According to recent indicators, the possibility of a recession in the United States is becoming increasingly likely. Several key economic indicators have raised concerns among experts and analysts. One factor that has historically signaled an upcoming recession is the inversion of the 2/10 yield curve. This occurs when the yield on 2-year US Treasuries surpasses the yield on 10-year US Treasuries.
In March of this year, the 2/10 yield curve hit its peak inversion, reaching a 40+ year high. Historical data shows that a recession typically occurs around 6 to 9 months after this peak inversion. Based on this timeline, the data suggests that the recession is likely to start sometime between September and December of this year.
While some may argue that this projection is premature, it is important to note that every recession since 1969 has been preceded by an inverted yield curve. This consistent pattern adds credibility to the prediction. However, it is also important to remember that economic indicators are not foolproof and the future is never set in stone.

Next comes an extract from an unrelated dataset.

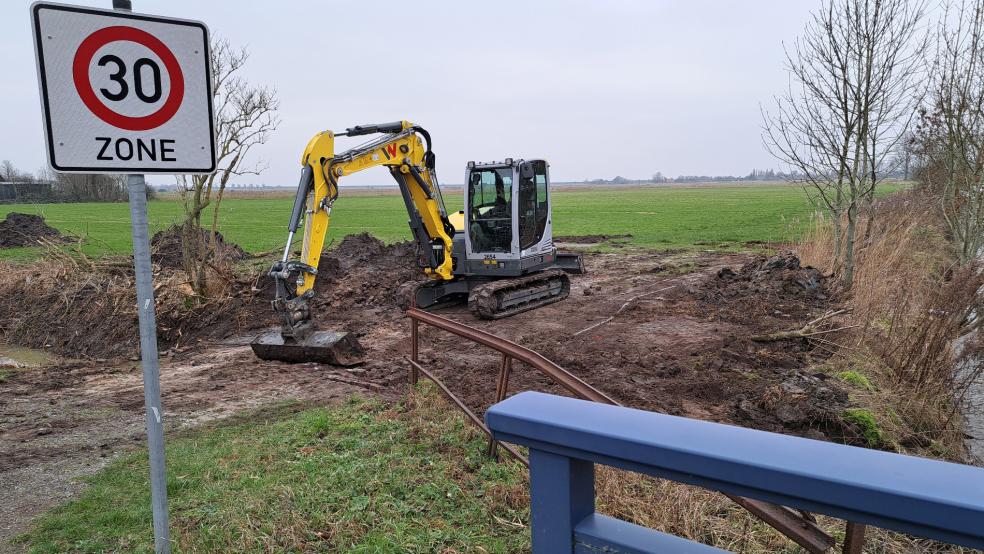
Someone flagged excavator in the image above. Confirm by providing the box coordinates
[251,121,584,365]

Another worrying indicator is the increase in permanent job losses. Throughout 2022, permanent job losses remained relatively low, but in 2023 there has been a steady upward trend. The latest data shows that permanent job losses Year-over-Year (YoY) have reached 18.9%. This rise in permanent job losses could be seen as a sign of an impending recession, as companies may be cutting back on their workforce in anticipation of a slowdown in economic activity.
Additionally, real yields on US 2-year Treasuries have risen to near the highest level since the beginning of 2009. This increase in real yields indicates that investors are demanding higher returns for investing in these shorter-term bonds. This shift in investor sentiment can be interpreted as a lack of confidence in the future economic outlook, further fueling concerns of an upcoming recession.
It is important to note that these indicators do not guarantee a recession. They are merely potential warning signs that economists and analysts use to assess the health of the economy. Other factors such as inflation, consumer spending, and global economic conditions also play a significant role in determining the likelihood of a recession.
While it is natural for people to feel impatient and anxious about the possibility of a recession, it is essential to maintain a balanced perspective. Economic cycles are a normal part of the business cycle, and the economy has shown resilience in the past. It is crucial for policymakers and individuals to remain vigilant and take appropriate measures to mitigate any potential negative impacts of a recession.